И сегодня после принятия рокового решения этот ангел оказался, как будто совсем близко. Казалось, стоит всего лишь протянуть ладони, и он коснется чего-то живого и священного, а не мрамора.
Говорят, что зло тоже может быть священным. Фердинанд даже не помнил, кто из святых отцов это ему сказал и с какой целью. Возможно, это была всего лишь метафора. Глубокомысленные и жестокие слова сильно запали в душу. Фердинанд практически видел их выжженными огнем на голой стенке своей кельи. Обстановка вокруг казалась ужасающе убогой, но его сны неизменно оставались божественными. Иногда они были даже прекраснее, чем мечты. Ведь мечтать он себе практически не позволял. Он старался ни чем не отвлекать свои мысли от молитвы.
И сегодня во сне он наконец-то получил желанный ответ на все свои долгие посты и моления. Ему снилась она… Точнее, ему снился мраморный ангел из собора. Только во сне статуя ожила. Она свободно сошла с постамента, поражая его какой-то дерзкой вызывающей грацией. Движения ангела были скорее кошачьими.

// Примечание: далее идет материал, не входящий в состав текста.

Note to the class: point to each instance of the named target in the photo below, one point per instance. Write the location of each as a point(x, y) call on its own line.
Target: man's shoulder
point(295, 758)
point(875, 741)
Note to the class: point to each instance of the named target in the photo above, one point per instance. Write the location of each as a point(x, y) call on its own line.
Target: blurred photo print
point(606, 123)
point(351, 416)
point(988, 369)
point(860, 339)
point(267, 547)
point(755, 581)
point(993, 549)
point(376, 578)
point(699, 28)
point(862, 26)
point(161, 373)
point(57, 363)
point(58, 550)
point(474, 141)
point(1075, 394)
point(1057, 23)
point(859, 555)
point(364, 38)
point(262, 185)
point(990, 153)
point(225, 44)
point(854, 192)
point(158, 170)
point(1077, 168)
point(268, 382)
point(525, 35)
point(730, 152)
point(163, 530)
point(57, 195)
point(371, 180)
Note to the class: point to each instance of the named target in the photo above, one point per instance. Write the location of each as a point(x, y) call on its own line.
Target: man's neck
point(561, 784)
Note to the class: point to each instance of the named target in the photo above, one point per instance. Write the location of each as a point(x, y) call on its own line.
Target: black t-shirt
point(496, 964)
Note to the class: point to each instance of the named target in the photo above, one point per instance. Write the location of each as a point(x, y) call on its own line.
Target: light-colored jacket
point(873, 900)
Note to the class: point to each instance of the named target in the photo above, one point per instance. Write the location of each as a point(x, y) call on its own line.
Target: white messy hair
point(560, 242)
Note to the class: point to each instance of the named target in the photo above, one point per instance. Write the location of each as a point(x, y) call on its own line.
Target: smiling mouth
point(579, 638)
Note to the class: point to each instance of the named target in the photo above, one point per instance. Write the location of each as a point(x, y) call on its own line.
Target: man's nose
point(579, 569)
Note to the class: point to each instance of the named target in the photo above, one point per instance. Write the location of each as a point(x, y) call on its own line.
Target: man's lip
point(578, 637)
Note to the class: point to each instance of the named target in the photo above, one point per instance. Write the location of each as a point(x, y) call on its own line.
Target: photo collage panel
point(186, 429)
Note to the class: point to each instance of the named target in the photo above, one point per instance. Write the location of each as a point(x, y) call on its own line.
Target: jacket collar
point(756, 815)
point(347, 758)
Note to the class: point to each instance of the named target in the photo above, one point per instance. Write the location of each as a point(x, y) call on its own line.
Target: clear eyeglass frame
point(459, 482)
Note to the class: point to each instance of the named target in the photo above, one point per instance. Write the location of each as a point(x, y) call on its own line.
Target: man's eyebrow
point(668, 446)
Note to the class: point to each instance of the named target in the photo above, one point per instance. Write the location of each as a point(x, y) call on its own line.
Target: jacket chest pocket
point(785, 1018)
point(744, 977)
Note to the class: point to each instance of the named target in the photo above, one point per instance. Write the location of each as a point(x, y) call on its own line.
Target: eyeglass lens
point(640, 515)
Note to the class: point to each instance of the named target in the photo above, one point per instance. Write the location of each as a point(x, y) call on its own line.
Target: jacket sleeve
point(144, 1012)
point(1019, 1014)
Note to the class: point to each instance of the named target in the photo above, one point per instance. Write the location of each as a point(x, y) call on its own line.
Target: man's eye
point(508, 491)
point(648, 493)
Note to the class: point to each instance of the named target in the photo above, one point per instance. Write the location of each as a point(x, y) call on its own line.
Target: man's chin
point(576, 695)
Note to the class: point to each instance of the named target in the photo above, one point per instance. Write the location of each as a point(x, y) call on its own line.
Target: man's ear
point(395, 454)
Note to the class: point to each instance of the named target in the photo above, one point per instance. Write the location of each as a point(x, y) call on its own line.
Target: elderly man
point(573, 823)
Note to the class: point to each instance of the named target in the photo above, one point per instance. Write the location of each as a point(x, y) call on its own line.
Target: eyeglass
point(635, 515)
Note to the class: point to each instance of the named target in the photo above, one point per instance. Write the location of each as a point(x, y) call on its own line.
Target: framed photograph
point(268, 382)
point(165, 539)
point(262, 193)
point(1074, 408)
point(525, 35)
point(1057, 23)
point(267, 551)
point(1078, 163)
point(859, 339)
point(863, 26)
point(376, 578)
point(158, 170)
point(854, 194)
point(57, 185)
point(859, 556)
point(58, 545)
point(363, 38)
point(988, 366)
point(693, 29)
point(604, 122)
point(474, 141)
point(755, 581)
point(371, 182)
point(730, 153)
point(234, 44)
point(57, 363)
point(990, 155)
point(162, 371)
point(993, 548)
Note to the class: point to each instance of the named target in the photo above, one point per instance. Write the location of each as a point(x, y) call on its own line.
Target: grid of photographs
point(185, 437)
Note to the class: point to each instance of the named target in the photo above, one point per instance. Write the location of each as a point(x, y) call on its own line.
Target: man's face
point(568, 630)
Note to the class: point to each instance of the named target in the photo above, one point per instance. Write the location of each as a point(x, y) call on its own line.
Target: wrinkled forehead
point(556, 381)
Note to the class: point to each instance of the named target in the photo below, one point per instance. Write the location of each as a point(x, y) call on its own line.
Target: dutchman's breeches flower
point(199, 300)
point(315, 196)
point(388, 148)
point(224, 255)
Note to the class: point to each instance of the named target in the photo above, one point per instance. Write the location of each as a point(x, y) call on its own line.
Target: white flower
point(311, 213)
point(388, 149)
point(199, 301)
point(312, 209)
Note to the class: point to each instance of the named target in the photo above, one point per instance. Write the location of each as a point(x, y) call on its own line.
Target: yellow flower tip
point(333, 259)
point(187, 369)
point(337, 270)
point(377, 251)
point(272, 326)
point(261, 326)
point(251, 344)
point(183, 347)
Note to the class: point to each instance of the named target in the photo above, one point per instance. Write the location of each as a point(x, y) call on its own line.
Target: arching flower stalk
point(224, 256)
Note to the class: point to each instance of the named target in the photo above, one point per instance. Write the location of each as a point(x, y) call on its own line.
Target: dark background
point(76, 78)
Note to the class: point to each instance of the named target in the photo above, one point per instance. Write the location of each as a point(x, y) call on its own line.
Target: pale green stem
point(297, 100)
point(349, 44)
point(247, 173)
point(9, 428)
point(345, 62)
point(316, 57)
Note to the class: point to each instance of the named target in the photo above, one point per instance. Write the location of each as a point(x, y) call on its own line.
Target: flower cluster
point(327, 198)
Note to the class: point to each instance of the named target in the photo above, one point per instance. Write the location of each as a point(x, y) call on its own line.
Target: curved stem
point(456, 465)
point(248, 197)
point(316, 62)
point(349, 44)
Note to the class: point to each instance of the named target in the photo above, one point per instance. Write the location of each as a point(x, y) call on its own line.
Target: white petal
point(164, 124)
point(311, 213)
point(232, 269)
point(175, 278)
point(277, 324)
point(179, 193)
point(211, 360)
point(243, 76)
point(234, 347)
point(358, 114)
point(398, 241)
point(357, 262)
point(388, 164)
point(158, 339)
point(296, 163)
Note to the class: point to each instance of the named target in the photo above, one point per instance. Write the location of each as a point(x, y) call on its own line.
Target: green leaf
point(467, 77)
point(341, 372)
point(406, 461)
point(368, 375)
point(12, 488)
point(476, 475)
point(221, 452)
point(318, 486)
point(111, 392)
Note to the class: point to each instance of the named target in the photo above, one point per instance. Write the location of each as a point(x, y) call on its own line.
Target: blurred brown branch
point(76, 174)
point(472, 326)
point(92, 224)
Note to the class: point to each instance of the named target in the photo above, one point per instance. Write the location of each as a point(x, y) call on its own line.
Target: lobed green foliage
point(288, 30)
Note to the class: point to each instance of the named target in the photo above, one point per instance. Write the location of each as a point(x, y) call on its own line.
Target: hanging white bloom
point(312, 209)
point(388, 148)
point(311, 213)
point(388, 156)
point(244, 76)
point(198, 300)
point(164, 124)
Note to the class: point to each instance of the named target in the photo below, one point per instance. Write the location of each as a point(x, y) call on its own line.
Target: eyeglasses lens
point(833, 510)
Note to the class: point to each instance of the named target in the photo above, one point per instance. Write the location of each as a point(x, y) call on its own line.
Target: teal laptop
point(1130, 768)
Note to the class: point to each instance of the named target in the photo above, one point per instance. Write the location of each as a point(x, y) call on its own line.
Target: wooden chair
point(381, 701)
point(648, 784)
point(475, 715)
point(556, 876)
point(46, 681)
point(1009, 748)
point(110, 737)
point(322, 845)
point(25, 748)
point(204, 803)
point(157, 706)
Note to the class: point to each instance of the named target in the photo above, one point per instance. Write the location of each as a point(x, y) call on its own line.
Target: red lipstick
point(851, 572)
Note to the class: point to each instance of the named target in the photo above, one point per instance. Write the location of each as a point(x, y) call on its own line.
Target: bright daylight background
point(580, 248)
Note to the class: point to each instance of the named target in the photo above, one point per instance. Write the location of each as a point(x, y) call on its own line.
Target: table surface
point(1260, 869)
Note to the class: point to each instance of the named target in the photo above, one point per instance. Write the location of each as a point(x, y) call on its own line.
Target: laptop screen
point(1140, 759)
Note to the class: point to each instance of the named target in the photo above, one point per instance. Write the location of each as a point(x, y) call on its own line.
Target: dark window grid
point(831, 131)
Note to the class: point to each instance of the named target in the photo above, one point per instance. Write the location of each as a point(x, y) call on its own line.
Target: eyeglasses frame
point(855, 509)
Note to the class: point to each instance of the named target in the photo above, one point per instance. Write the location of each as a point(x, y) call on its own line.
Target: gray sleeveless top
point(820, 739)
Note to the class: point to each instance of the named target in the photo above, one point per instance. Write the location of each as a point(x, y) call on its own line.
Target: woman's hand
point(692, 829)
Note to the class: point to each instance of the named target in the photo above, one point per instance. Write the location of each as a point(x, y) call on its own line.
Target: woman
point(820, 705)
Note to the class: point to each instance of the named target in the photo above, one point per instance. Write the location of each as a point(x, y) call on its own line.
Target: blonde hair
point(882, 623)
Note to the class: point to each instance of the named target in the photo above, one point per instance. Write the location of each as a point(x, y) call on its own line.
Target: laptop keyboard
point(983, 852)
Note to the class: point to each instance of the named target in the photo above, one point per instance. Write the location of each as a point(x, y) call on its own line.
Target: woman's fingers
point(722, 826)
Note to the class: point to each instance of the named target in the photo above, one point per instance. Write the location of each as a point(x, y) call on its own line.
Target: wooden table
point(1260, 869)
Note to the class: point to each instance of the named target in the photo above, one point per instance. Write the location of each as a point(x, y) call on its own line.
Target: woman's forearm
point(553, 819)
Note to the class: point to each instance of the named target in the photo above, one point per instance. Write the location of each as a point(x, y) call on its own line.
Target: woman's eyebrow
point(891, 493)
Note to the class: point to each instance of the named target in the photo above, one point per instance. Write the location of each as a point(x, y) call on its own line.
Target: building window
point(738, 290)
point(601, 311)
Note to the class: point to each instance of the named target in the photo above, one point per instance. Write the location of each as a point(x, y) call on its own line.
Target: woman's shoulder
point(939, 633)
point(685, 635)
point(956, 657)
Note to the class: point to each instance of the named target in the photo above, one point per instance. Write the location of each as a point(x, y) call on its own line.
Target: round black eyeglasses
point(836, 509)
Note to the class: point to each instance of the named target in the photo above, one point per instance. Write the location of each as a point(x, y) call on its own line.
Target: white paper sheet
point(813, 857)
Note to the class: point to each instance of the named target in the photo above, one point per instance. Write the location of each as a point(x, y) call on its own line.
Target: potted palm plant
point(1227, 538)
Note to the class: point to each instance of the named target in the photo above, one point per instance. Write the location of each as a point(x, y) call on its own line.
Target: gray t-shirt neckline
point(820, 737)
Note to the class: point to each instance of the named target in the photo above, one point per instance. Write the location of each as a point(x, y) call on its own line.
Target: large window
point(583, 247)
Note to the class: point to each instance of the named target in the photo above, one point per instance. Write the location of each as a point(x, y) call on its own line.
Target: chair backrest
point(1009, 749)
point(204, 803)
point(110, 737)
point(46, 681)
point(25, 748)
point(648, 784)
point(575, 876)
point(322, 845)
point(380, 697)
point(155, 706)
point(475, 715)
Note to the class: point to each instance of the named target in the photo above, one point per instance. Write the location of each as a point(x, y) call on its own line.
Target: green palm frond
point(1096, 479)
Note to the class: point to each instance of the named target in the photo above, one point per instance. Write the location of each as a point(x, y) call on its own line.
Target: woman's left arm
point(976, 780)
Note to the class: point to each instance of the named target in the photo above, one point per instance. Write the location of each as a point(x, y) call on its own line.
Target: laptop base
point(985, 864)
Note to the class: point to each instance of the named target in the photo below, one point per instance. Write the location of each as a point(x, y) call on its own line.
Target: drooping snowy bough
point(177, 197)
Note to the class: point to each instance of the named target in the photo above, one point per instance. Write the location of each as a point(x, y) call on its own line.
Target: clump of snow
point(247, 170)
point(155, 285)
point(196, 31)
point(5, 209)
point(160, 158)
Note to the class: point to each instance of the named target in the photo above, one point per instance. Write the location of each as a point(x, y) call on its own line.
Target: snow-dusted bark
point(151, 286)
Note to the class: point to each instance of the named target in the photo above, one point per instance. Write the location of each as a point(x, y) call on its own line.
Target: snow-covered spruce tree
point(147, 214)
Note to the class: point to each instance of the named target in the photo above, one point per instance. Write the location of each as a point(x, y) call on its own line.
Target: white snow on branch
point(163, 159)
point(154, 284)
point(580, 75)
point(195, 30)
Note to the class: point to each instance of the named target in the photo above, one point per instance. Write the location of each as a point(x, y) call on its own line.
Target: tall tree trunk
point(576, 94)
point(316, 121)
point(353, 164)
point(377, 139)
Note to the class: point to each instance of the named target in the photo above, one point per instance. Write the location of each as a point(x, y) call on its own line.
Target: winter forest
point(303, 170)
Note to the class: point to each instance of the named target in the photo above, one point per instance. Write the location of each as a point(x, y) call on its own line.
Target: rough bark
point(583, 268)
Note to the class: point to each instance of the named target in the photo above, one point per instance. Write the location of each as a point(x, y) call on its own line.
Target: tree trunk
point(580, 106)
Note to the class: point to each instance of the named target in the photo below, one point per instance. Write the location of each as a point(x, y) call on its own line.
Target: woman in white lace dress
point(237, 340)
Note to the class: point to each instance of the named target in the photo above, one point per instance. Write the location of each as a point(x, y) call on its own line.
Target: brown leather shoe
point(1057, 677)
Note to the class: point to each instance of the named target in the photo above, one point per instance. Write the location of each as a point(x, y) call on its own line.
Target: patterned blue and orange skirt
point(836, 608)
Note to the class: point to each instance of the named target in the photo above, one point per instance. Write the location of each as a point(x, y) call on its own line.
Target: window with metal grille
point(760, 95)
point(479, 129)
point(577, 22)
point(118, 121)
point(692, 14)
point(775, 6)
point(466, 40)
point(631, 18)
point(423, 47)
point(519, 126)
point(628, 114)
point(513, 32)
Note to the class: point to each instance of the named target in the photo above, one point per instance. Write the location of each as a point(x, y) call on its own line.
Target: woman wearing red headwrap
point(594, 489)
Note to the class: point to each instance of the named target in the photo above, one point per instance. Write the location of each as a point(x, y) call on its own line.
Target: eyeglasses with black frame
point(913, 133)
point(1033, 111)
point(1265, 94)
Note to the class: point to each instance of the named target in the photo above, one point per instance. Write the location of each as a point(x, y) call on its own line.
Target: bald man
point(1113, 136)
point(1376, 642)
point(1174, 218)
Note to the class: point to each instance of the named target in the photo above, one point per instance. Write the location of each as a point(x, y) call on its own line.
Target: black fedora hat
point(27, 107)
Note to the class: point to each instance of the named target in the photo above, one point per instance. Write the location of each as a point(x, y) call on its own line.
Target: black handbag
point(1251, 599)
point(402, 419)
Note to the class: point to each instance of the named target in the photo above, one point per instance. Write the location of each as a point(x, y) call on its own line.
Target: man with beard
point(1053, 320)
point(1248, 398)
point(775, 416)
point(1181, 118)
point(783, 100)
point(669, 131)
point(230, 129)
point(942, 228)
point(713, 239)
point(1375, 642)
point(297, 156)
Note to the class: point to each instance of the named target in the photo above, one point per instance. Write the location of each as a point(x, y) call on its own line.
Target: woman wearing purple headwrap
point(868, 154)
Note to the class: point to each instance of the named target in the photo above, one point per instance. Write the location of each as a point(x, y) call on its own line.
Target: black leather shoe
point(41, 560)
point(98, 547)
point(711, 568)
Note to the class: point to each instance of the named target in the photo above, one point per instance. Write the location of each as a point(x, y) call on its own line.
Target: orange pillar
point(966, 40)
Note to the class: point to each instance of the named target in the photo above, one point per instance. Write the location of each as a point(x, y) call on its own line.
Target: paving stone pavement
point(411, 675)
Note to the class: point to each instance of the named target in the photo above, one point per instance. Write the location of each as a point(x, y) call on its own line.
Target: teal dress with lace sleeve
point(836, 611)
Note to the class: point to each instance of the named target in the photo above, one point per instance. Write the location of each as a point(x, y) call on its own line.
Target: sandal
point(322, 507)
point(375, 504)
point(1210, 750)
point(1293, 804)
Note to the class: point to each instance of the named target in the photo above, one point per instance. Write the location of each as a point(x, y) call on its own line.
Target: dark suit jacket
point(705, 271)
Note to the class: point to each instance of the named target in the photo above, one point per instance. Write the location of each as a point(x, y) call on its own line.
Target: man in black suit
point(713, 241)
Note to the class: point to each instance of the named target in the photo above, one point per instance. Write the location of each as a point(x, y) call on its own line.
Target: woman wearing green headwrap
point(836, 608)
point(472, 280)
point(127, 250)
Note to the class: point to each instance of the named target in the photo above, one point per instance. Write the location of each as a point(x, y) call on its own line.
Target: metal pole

В них проглядывали повадки хищника и вместе с тем нечто такое величественное, что хотелось тут же упасть на колени. Только во сне Фердинанд чувствовал себя скованным. Он не мог пошевелить ни рукой, ни ногой. Он не мог даже говорить. А вот мрамор перед ним обрел плоть и продолжал претерпевать самые фантастические изменения. Конечно же, ангел оказался девушкой. Божественное создания с дымчатыми пепельными крыльями, обрамленными золотой каймой, смотрело на него пристального и бесстрастно. И всё же казалось, что в источающих бесконечную силу глазах появился легкий упрек, даже гнев. Казалось, из этих напряженных глаз сейчас хлынет кровь. Взгляд ангела был таким тяжелым, как будто Фердинанда давили мраморной глыбой.
– Я поклоняюсь тебе, – всё же нашел в себе силы прошептать он. Жалко, что восторженные слова прозвучали скорее, как оправдание. – Я поклоняюсь только тебе. Я боготворю тебя. И ты мое единственное божество.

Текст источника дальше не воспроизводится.